Midland City Council is looking to establish a citizen police review board that the city says would allow citizens to share concerns as well as bring more accountability to Midland’s police department.
Before Tuesday’s regularly-scheduled city council meeting, the city manager’s office briefed council members on the proposed review board, including details such as the board’s responsibilities, administrative considerations, procedures, and potential concerns.
Being “advisory in nature with a special focus on policy,” the duties of the board would be to gather community concerns through a complaint process; recommend policy changes/improvements to Midland Police Department; and advise city council on policies, practices, and operations. As with other municipal boards, the members would be appointed by city council members and likely serve for a single, three-year term. No prior law enforcement or legal experience is necessary, although city officials did mention that having at least one board member with relevant experience is preferred.
Yet while the board appointments will mirror that of Midland’s other municipal boards, it goes without saying that the matters handled by this board carry much greater implications. Also discussed were concerns to keep in mind when forming it, such as false reporting issues, conflicts of interest, and confidentiality of sensitive information.
Midland, however, isn’t the first to pioneer such an idea. Citizen police review boards exist in a number of cities around Texas under a myriad of titles, including the Police Monitor Citizen Review Panel in Austin, the Chief’s Advisory Action Board in San Antonio, the Citizen Police Review Board in Dallas, and the Independent Police Oversight Board in Houston.

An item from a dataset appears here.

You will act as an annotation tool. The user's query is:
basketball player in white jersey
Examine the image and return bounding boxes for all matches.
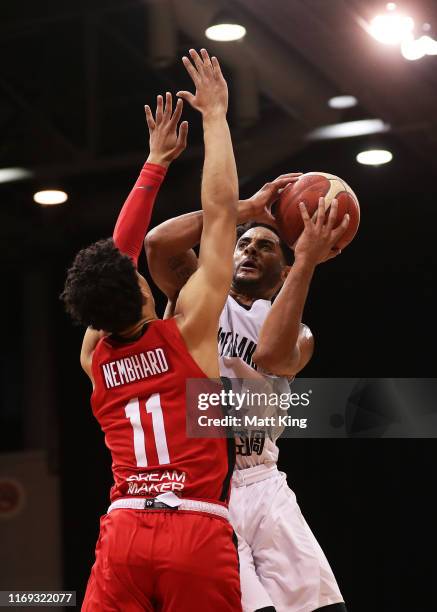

The role, scope, and power of each one varies greatly. On one side of the spectrum, Houston’s IPOB has been criticized for its lack of transparency and effectiveness as the 21-member board is required to operate in secrecy and can only investigate cases referred by HPD’s Internal Affairs Unit. Given the IPOB does not have the authority to subpoena witnesses or receive complaints from the public, investigations are not always thorough.
On the other hand, Austin’s citizen review panel is often praised for its transparency and effectiveness. It is one of the only police oversight arms in the state that reports to the city, rather than the police department. According to Restore Justice USA, the board has full access to related case files, including those of Internal Affairs and the Special Investigation Unit, despite not being an entity of APD. The group also “publishes a bi-annual comprehensive report on complaints against APD, and immediately posts officer’s disciplinary suspension documents once they are signed by the chief.”
Midland’s citizen police review board is still in its early stages and, based on Tuesday’s presentation, there are still details to sift through. Regardless, the timing could not be more crucial – not only given the recent debacle with former Midland Police Chief Steve Henry, but the distrust seen on a national level between law enforcement and the communities they serve.